I know a story where a customer in a bookshop asked for a book on how to be a better liar. The salesperson, with a quick wit, replied 'I'm sorry, sir, but all our books on that topic are currently lying.' This made the customer laugh and he ended up buying a different book instead.
A customer once tried to return a pair of shoes that were completely worn out. When the salesperson asked what was wrong, the customer said they were defective because the soles had holes in them. The salesperson had to explain that walking on hot coals might not be what the shoes were designed for. It was really funny.
There was a guy selling shoes. He put on a pair of the shoes and started doing crazy dance moves to show how durable they were. People were laughing so hard but also impressed, and many bought the shoes. It was a really simple yet effective sales strategy.
A common retail sales horror story is about over - ordering. A small boutique ordered a huge quantity of a trendy item thinking it would sell like hotcakes. But the trend died down quickly. They were left with a mountain of unsold stock, which put them in financial trouble as they had invested a large amount of money in the inventory. This not only cost them money but also took up valuable storage space that could have been used for other items.
Sure. One time, a customer came into the store asking for a left - handed screwdriver. The salesperson was confused for a moment, then realized the customer just meant a regular screwdriver as there's no such thing as a truly left - handed screwdriver. It was quite hilarious.

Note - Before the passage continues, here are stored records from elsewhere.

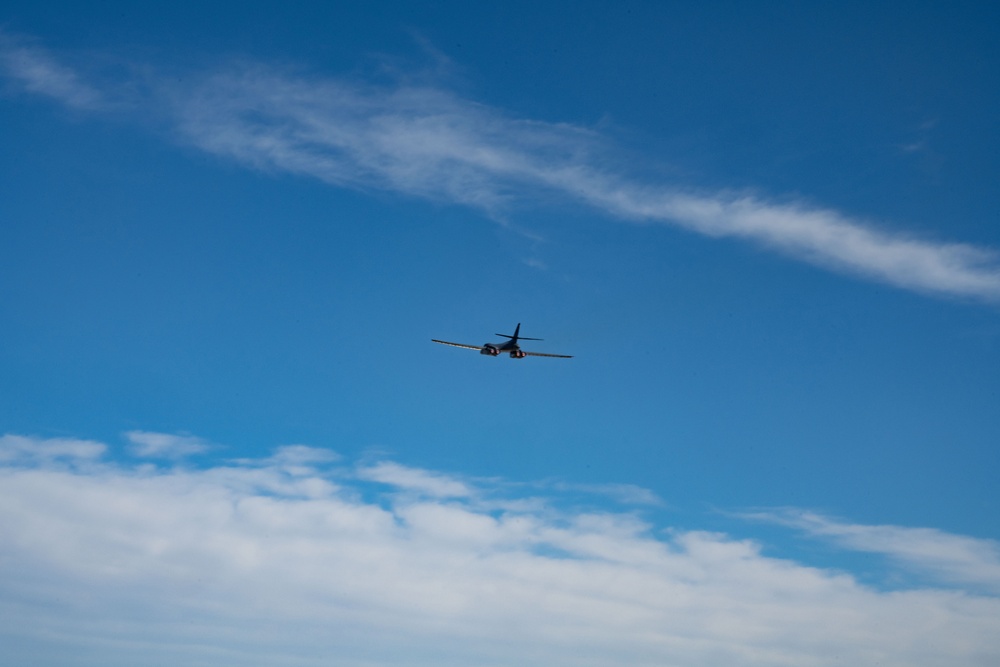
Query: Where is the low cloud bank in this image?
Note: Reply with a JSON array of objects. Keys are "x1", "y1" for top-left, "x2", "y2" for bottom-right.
[{"x1": 0, "y1": 436, "x2": 1000, "y2": 667}]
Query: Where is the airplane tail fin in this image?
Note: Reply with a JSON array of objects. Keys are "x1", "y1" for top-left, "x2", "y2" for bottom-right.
[{"x1": 496, "y1": 322, "x2": 542, "y2": 342}]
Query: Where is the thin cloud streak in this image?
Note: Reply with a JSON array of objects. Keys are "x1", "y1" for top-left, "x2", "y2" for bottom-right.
[
  {"x1": 0, "y1": 37, "x2": 1000, "y2": 301},
  {"x1": 740, "y1": 510, "x2": 1000, "y2": 593},
  {"x1": 0, "y1": 30, "x2": 105, "y2": 111},
  {"x1": 168, "y1": 68, "x2": 1000, "y2": 300},
  {"x1": 0, "y1": 436, "x2": 1000, "y2": 667}
]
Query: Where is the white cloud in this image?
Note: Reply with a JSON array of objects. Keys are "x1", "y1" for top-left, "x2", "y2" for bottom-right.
[
  {"x1": 0, "y1": 434, "x2": 107, "y2": 463},
  {"x1": 0, "y1": 33, "x2": 1000, "y2": 300},
  {"x1": 357, "y1": 461, "x2": 472, "y2": 498},
  {"x1": 125, "y1": 431, "x2": 209, "y2": 458},
  {"x1": 742, "y1": 510, "x2": 1000, "y2": 593},
  {"x1": 0, "y1": 436, "x2": 1000, "y2": 667},
  {"x1": 0, "y1": 30, "x2": 104, "y2": 110}
]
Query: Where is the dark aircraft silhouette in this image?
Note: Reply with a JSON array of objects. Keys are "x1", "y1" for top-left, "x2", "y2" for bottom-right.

I heard a story about a beauty store. A customer was testing perfumes and sprayed so much on herself that she smelled like a walking perfume factory. Everyone in the store was trying not to cough. Another one was in a hardware store. A man wanted to buy a hammer but he thought it was too expensive. So he tried to bargain with the owner by offering to trade his old watch. The owner just looked at him in disbelief.
I heard of a customer who came into a bookstore and asked for a book on how to read minds. When the clerk said we didn't have such a book, the customer said that the store was useless. Also, there was a customer who mistook a display of winter scarves for a hammock and tried to lie down on it. It was quite a sight!

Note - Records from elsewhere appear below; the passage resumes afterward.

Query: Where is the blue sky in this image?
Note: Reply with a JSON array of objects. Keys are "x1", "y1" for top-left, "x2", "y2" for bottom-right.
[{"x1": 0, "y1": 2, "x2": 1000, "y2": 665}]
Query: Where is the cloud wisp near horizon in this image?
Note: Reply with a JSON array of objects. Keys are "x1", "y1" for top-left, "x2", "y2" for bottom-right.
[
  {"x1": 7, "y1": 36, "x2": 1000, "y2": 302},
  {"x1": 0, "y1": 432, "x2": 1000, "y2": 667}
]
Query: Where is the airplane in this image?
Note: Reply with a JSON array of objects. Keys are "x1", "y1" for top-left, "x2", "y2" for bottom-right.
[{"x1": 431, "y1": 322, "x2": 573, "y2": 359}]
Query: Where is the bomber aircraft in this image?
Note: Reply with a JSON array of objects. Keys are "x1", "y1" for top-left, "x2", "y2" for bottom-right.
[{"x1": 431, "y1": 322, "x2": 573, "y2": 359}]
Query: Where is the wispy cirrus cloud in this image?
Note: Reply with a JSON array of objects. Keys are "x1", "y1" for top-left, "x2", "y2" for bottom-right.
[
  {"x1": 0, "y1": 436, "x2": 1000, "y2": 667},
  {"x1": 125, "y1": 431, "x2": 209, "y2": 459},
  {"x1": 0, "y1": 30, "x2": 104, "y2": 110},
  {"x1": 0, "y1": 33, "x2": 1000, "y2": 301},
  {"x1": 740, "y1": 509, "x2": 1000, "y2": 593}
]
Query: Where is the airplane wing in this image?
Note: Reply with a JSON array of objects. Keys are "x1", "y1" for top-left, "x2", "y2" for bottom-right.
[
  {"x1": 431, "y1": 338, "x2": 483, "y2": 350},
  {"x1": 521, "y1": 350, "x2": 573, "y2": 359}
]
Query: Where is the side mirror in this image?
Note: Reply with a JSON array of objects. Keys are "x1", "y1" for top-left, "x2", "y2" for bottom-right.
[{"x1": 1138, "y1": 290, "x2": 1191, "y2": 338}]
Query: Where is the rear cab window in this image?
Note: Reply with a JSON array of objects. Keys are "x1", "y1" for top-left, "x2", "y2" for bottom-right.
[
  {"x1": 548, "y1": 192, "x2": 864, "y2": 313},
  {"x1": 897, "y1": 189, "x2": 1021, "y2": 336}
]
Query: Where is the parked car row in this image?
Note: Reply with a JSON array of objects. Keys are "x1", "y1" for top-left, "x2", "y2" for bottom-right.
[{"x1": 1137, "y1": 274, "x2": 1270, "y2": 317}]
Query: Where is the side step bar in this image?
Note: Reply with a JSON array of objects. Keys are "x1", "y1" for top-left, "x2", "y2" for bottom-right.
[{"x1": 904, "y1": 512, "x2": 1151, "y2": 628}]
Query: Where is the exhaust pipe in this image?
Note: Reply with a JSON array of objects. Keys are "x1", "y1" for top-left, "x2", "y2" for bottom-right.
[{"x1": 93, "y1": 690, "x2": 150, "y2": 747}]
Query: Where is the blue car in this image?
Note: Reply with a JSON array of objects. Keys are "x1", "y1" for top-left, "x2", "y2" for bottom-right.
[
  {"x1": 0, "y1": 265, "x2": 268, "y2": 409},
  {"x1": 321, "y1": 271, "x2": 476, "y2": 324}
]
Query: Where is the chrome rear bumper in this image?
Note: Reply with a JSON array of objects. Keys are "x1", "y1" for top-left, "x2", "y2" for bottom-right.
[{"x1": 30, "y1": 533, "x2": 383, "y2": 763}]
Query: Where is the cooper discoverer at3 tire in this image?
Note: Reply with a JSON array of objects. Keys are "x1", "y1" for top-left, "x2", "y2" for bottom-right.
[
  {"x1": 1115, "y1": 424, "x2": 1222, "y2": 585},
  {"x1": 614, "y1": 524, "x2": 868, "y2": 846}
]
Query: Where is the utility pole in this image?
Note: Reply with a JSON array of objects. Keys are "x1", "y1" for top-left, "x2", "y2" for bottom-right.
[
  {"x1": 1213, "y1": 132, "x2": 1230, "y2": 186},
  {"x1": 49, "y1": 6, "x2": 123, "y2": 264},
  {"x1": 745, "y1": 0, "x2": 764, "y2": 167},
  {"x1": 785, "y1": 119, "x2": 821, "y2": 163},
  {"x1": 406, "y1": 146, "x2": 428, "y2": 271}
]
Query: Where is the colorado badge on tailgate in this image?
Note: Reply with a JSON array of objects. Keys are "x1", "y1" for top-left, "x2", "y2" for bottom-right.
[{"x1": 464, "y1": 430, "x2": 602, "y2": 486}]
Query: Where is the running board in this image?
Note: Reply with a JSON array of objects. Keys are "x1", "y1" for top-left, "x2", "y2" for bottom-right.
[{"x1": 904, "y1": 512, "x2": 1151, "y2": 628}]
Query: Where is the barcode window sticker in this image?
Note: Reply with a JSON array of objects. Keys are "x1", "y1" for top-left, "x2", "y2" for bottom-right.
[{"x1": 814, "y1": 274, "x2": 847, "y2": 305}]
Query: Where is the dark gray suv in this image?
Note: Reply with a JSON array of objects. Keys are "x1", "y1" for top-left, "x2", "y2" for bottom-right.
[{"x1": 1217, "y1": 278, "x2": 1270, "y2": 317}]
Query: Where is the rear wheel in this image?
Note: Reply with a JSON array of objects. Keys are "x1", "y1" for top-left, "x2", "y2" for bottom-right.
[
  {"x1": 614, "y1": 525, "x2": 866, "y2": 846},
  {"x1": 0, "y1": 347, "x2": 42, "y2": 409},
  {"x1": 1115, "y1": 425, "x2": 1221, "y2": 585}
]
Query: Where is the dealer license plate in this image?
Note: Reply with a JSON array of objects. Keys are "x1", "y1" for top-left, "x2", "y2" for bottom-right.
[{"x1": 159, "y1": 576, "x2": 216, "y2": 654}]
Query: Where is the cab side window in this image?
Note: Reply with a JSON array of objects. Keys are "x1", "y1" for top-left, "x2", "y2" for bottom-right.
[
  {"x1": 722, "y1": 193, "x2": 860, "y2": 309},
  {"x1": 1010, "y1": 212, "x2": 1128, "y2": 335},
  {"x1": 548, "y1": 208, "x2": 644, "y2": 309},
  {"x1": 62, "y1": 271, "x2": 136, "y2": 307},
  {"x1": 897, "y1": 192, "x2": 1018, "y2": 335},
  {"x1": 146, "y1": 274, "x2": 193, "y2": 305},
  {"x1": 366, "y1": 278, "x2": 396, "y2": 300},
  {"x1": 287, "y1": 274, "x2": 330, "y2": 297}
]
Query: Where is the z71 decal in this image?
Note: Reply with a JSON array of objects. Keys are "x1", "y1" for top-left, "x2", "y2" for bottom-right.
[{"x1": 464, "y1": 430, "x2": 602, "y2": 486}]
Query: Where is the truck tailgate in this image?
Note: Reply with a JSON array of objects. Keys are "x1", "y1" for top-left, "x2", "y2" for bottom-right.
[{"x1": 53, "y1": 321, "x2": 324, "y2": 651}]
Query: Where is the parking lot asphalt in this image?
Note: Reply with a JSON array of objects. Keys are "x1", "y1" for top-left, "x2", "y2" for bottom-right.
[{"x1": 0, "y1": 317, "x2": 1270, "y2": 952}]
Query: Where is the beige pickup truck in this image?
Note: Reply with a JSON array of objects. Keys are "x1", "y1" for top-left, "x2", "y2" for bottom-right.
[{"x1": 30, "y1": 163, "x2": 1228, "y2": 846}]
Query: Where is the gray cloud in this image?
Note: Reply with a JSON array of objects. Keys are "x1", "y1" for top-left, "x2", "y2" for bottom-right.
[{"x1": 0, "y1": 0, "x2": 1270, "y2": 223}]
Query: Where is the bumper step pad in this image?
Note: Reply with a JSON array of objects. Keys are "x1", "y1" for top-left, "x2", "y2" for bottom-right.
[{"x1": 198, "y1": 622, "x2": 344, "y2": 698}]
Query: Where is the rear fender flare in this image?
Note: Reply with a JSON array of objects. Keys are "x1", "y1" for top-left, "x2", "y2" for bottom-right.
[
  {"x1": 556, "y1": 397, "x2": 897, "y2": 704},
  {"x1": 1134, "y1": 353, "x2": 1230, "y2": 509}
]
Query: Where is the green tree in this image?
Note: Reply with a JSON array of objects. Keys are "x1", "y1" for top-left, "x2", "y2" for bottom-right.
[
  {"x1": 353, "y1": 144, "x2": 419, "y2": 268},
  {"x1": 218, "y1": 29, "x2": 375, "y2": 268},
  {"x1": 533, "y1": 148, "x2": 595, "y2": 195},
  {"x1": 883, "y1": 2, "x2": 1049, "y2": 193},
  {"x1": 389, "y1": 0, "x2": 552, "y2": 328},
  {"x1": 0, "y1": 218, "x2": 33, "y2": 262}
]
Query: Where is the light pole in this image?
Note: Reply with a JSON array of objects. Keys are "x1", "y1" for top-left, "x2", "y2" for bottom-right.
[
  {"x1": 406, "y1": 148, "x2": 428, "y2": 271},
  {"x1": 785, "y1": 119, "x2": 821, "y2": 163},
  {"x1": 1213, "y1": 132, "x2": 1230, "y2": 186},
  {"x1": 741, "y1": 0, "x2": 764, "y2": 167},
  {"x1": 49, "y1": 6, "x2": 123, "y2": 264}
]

There was a story of an insurance salesman who went to a small town. He tried to sell home insurance to the local residents. One woman said, 'We don't need insurance. Our neighbors will help us if anything bad happens.' The salesman replied, 'But what if your neighbors' houses are also damaged?' She thought for a while and said, 'Well, then we'll all just figure something out together. We've been doing that for generations.' It was quite a unique perspective compared to the usual insurance - minded thinking.

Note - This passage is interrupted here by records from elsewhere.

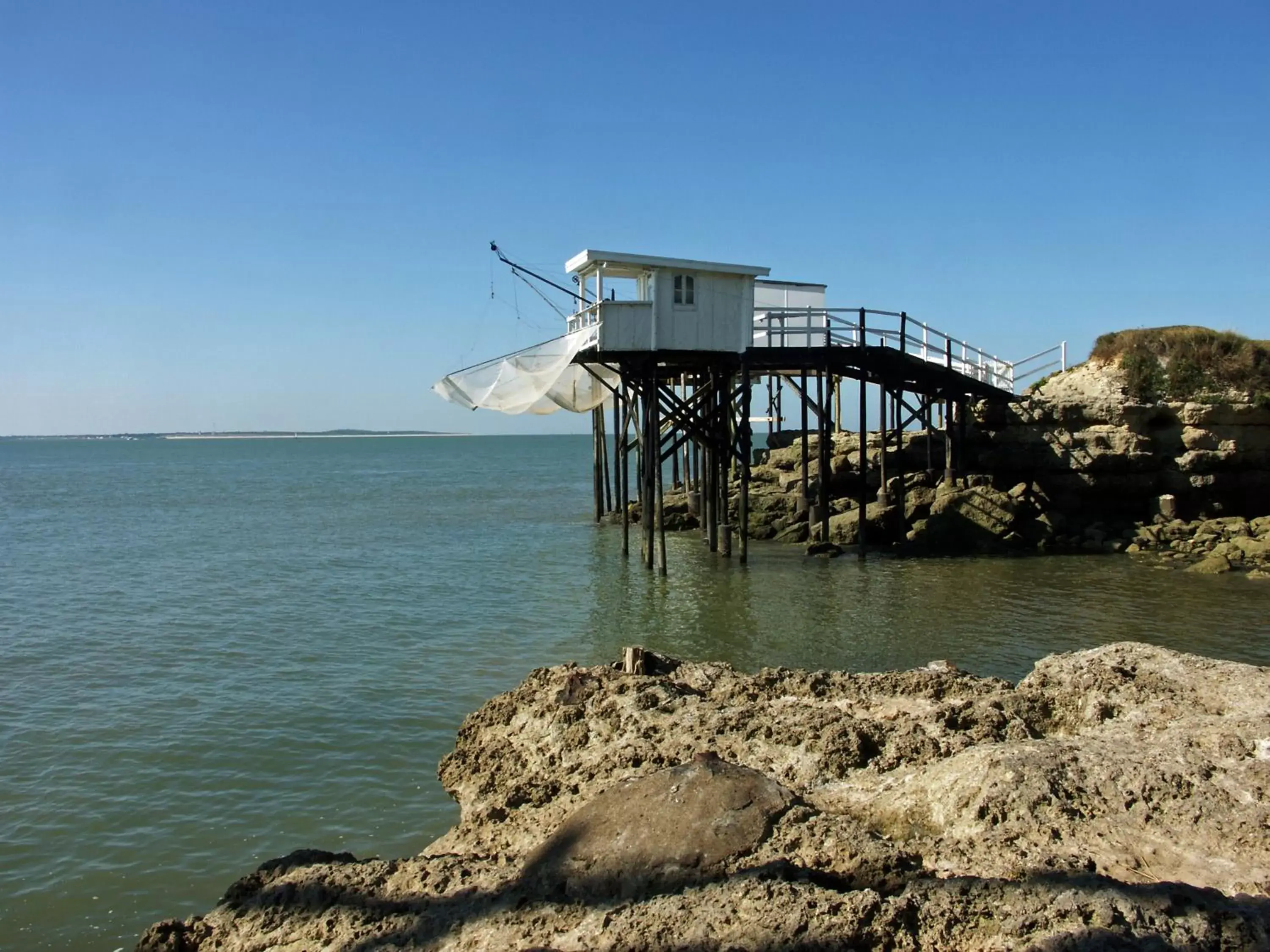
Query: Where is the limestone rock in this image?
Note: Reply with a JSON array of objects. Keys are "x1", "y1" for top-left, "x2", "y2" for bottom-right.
[
  {"x1": 829, "y1": 503, "x2": 899, "y2": 546},
  {"x1": 525, "y1": 754, "x2": 794, "y2": 897},
  {"x1": 138, "y1": 644, "x2": 1270, "y2": 952},
  {"x1": 1186, "y1": 553, "x2": 1231, "y2": 575}
]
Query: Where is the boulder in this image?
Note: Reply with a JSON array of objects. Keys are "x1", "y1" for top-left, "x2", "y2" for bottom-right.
[
  {"x1": 523, "y1": 753, "x2": 794, "y2": 897},
  {"x1": 1186, "y1": 555, "x2": 1231, "y2": 575},
  {"x1": 829, "y1": 503, "x2": 899, "y2": 546}
]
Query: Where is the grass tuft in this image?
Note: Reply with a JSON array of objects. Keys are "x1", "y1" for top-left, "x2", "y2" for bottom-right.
[{"x1": 1090, "y1": 325, "x2": 1270, "y2": 402}]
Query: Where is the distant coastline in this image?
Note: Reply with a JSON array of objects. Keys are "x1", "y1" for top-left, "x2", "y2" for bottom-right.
[{"x1": 0, "y1": 430, "x2": 471, "y2": 440}]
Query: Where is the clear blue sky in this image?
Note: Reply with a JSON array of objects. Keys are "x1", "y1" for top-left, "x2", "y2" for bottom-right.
[{"x1": 0, "y1": 0, "x2": 1270, "y2": 433}]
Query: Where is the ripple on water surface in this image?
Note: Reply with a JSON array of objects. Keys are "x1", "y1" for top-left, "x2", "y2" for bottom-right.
[{"x1": 0, "y1": 437, "x2": 1270, "y2": 949}]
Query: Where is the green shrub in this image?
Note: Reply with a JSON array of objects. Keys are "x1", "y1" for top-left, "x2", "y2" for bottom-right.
[
  {"x1": 1090, "y1": 325, "x2": 1270, "y2": 400},
  {"x1": 1120, "y1": 345, "x2": 1165, "y2": 404},
  {"x1": 1165, "y1": 354, "x2": 1213, "y2": 400}
]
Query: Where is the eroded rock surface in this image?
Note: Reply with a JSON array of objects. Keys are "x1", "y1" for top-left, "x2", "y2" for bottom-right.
[{"x1": 138, "y1": 644, "x2": 1270, "y2": 952}]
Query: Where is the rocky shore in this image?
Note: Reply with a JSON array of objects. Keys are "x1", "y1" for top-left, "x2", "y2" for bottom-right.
[
  {"x1": 640, "y1": 329, "x2": 1270, "y2": 578},
  {"x1": 137, "y1": 645, "x2": 1270, "y2": 952}
]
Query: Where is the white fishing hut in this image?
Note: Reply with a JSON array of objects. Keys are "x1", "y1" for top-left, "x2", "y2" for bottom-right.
[{"x1": 565, "y1": 250, "x2": 770, "y2": 354}]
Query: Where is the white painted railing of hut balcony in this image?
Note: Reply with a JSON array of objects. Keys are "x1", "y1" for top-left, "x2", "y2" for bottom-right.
[{"x1": 568, "y1": 301, "x2": 1067, "y2": 393}]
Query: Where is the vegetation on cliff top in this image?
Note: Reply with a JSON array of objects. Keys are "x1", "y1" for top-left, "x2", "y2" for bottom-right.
[{"x1": 1090, "y1": 325, "x2": 1270, "y2": 404}]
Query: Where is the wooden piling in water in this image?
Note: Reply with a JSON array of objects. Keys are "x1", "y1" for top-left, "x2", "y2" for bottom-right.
[
  {"x1": 653, "y1": 383, "x2": 674, "y2": 575},
  {"x1": 856, "y1": 307, "x2": 869, "y2": 559},
  {"x1": 798, "y1": 368, "x2": 812, "y2": 518},
  {"x1": 738, "y1": 362, "x2": 753, "y2": 565},
  {"x1": 617, "y1": 377, "x2": 631, "y2": 557},
  {"x1": 818, "y1": 366, "x2": 833, "y2": 542}
]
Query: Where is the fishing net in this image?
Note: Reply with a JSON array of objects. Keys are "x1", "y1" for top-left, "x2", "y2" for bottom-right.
[{"x1": 432, "y1": 326, "x2": 621, "y2": 414}]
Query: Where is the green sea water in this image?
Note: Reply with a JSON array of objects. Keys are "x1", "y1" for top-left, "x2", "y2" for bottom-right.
[{"x1": 0, "y1": 437, "x2": 1270, "y2": 952}]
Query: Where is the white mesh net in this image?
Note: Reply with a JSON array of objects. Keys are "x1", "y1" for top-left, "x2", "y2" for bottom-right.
[{"x1": 432, "y1": 325, "x2": 620, "y2": 414}]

There was a captain who had a parrot on his ship. The parrot would mimic the captain's orders. One day, when the captain shouted 'All hands on deck!', the parrot repeated it so many times that all the sailors were running around in circles not knowing which 'order' was the real one. It led to a lot of chaos and laughter on the ship.
A man went to the dentist with a toothache. When the dentist checked, he found a small piece of popcorn kernel stuck between his teeth for weeks. The man had no idea how it got there. It was really funny.
I heard of a snowman that was built near a pond. A duck came along and thought the snowman was a new kind of strange 'creature'. The duck waddled around the snowman quacking in confusion, which was quite hilarious.
A landlord once accidentally locked himself out of the building while doing an inspection. He had to call a locksmith and wait outside in the rain for an hour. All the tenants were peeking out the windows, giggling at his misfortune.